John Bernard Bamborough – always known as "Bam" – was by training a scholar of English literature. Born in 1921, the son of a political journalist, he won a scholarship to Haberdashers' Aske's Hampstead, where he acquired a lifelong literary interest in the work of Robert Burton. He went to Oxford as a scholar of New College, and after war service in the Royal Navy, became a Fellow and Tutor of Wadham College, where Maurice Bowra was Warden, in 1947. There he built a thriving undergraduate English school, several of his pupils later having prominent careers in the arts and media, as well as in other universities.

He was also showing his skills as an administrator. He was in succession Dean, Domestic Bursar and Senior Tutor of Wadham, and a year as Junior Proctor introduced him to University committees. He was a member of Hebdomadal Council from 1961 to 1979, and Vice-Chairman of the General Board of Faculties from 1964 to 1967, an influential position at a time when, as he testified to the Franks Commission in 1965, ideas for new initiatives were "darting about all over the machine" and he felt himself "sitting on the lid of a boiling kettle". His support for modest reform kept the lid more or less stable.

His chief loyalty, however, was to his College, which he ruled with a firm hand for a quarter of century. A man of energy and decision, and of considerable (if dry) wit, he set up a powerful management team, all dedicated to creating a new kind of college. He was greatly helped by his wife, Anne, née Indrehus, whom he married in 1947. A Norwegian, she brought her openness, sensitivity, warmth and infallible memory to the task of making the whole college, Fellows and students alike, feel members of a distinctive community. They were a famously hospitable and effective Oxford partnership, and made lifelong friendships which extended across the world.

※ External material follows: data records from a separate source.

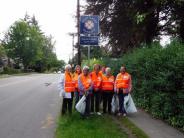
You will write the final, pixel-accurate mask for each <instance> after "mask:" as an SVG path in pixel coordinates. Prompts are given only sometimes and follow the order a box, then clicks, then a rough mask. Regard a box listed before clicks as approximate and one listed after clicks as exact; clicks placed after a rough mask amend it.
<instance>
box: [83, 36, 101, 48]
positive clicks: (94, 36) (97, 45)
mask: <svg viewBox="0 0 184 138" xmlns="http://www.w3.org/2000/svg"><path fill="white" fill-rule="evenodd" d="M98 42H99V37H98V36H90V37H89V36H80V45H90V46H92V45H93V46H98Z"/></svg>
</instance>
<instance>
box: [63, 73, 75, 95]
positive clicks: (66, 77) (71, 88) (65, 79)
mask: <svg viewBox="0 0 184 138" xmlns="http://www.w3.org/2000/svg"><path fill="white" fill-rule="evenodd" d="M74 90H75V83H74V82H73V80H72V75H71V74H70V73H67V72H65V92H74Z"/></svg>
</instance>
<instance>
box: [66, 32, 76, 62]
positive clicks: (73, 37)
mask: <svg viewBox="0 0 184 138" xmlns="http://www.w3.org/2000/svg"><path fill="white" fill-rule="evenodd" d="M68 35H69V36H72V64H74V49H75V43H74V39H75V36H77V33H68Z"/></svg>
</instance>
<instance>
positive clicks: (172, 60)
mask: <svg viewBox="0 0 184 138" xmlns="http://www.w3.org/2000/svg"><path fill="white" fill-rule="evenodd" d="M100 62H102V63H104V64H106V65H107V66H110V67H111V68H113V71H114V72H115V74H117V72H118V70H119V68H120V66H121V65H122V64H125V65H126V67H127V70H128V72H129V73H130V74H131V75H132V80H133V91H134V92H133V97H134V99H135V102H136V104H137V106H139V107H141V108H144V109H145V110H146V111H148V112H150V113H151V114H152V115H153V116H154V117H156V118H161V119H163V120H165V121H167V122H168V123H170V124H171V125H172V126H175V127H178V128H180V129H181V130H183V131H184V44H182V43H180V42H178V41H173V42H172V43H171V44H169V45H167V46H166V47H164V48H162V47H161V46H160V45H159V44H158V43H154V44H152V45H151V46H149V47H148V46H144V47H143V48H139V49H135V50H134V51H133V52H132V53H128V54H125V55H124V56H123V57H122V58H121V59H117V60H116V62H114V61H113V60H112V59H108V60H103V59H102V61H101V60H100Z"/></svg>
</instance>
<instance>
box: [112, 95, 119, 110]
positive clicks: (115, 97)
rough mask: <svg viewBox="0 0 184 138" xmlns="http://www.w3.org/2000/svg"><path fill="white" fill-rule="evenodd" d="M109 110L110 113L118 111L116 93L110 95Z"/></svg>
mask: <svg viewBox="0 0 184 138" xmlns="http://www.w3.org/2000/svg"><path fill="white" fill-rule="evenodd" d="M111 111H112V113H117V112H118V111H119V99H118V96H117V94H114V95H113V97H112V102H111Z"/></svg>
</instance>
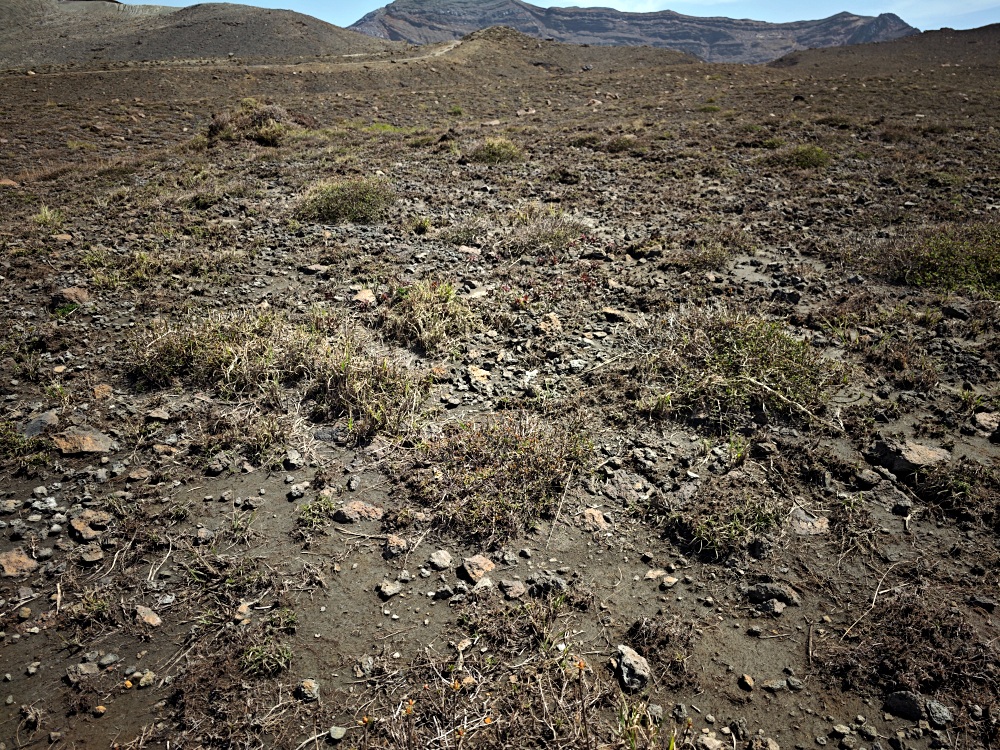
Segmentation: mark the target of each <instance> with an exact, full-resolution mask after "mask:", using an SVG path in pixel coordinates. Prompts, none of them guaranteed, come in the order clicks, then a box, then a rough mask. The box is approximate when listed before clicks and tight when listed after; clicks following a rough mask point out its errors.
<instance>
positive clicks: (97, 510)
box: [69, 508, 112, 542]
mask: <svg viewBox="0 0 1000 750" xmlns="http://www.w3.org/2000/svg"><path fill="white" fill-rule="evenodd" d="M111 521H112V517H111V514H110V513H105V512H104V511H102V510H93V509H91V508H87V509H85V510H84V511H82V512H81V513H79V514H78V515H77V516H75V517H74V518H72V519H70V522H69V527H70V529H71V531H72V533H73V535H74V536H75V537H76V538H78V539H79V540H80V541H84V542H92V541H94V540H95V539H100V537H101V532H102V531H104V530H105V529H107V527H108V524H110V523H111Z"/></svg>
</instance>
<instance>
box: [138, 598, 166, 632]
mask: <svg viewBox="0 0 1000 750" xmlns="http://www.w3.org/2000/svg"><path fill="white" fill-rule="evenodd" d="M135 619H136V621H137V622H140V623H144V624H146V625H149V627H151V628H158V627H160V625H162V624H163V620H162V619H160V616H159V615H158V614H156V612H154V611H153V610H151V609H150V608H149V607H144V606H143V605H141V604H139V605H137V606H136V608H135Z"/></svg>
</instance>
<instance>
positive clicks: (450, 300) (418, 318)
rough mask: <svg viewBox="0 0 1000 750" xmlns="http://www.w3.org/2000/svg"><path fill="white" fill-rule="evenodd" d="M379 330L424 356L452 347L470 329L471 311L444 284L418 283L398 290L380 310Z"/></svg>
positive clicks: (422, 281) (398, 288) (438, 283)
mask: <svg viewBox="0 0 1000 750" xmlns="http://www.w3.org/2000/svg"><path fill="white" fill-rule="evenodd" d="M381 325H382V329H383V330H384V331H385V332H386V333H388V334H389V335H390V336H392V337H393V338H395V339H396V340H398V341H400V342H401V343H403V344H406V345H408V346H413V347H415V348H417V349H418V350H420V351H421V352H425V353H435V352H438V351H441V350H442V349H444V348H445V347H446V346H448V347H449V348H452V349H453V348H455V345H456V343H457V342H458V341H459V340H460V339H461V338H462V337H463V336H464V335H465V334H467V333H468V332H469V331H470V330H471V328H472V325H473V316H472V311H471V310H470V309H469V306H468V304H467V303H466V302H465V301H463V300H462V299H460V298H459V296H458V293H457V290H456V289H455V285H454V284H452V283H450V282H447V281H432V280H425V281H418V282H416V283H414V284H411V285H410V286H406V287H399V288H398V289H396V291H395V292H394V293H393V295H392V297H391V298H390V299H389V302H388V304H387V305H386V306H385V307H384V308H383V311H382V314H381Z"/></svg>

In 1986, two years before he retired as Principal, Bamborough had the satisfaction of seeing Linacre gain its charter and its institutional independence. He could then return full-time to his scholarly interests. He had already published books on Renaissance literature, especially on Ben Jonson, and been a formative editor of the Review of English Studies from 1964 to 1978. He completed his work on Burton, writing the introduction and most of the commentary to the great Clarendon edition of The Anatomy of Melancholy in six volumes (1989-2000). He drew attention to Burton's recipe for avoiding melancholy, which Dr Johnson had recommended to Boswell: "Be not solitary; be not idle". It was a comment on Bam's whole career.

He was an Honorary Fellow of New College, Wadham and Linacre, and was made Cavalieri Ufficiale, of the Order of Merit of the Italian Republic, in 1990, a recognition of the close links he fostered between Linacre and several Italian universities.

Paul Slack

John Bernard Bamborough, English scholar: born London 3 January 1921; Junior Lecturer, New College, Oxford 1946; Fellow and Tutor, Wadham College, Oxford, 1947–62, Dean 1947–54, Domestic Bursar 1954–56, Senior Tutor 1957–61; University Lecturer in English, 1951–62; Editor 'Review of English Studies' 1964–78; married 1947 Anne Indrehus (one son, one daughter); died Oxford 13 February 2009.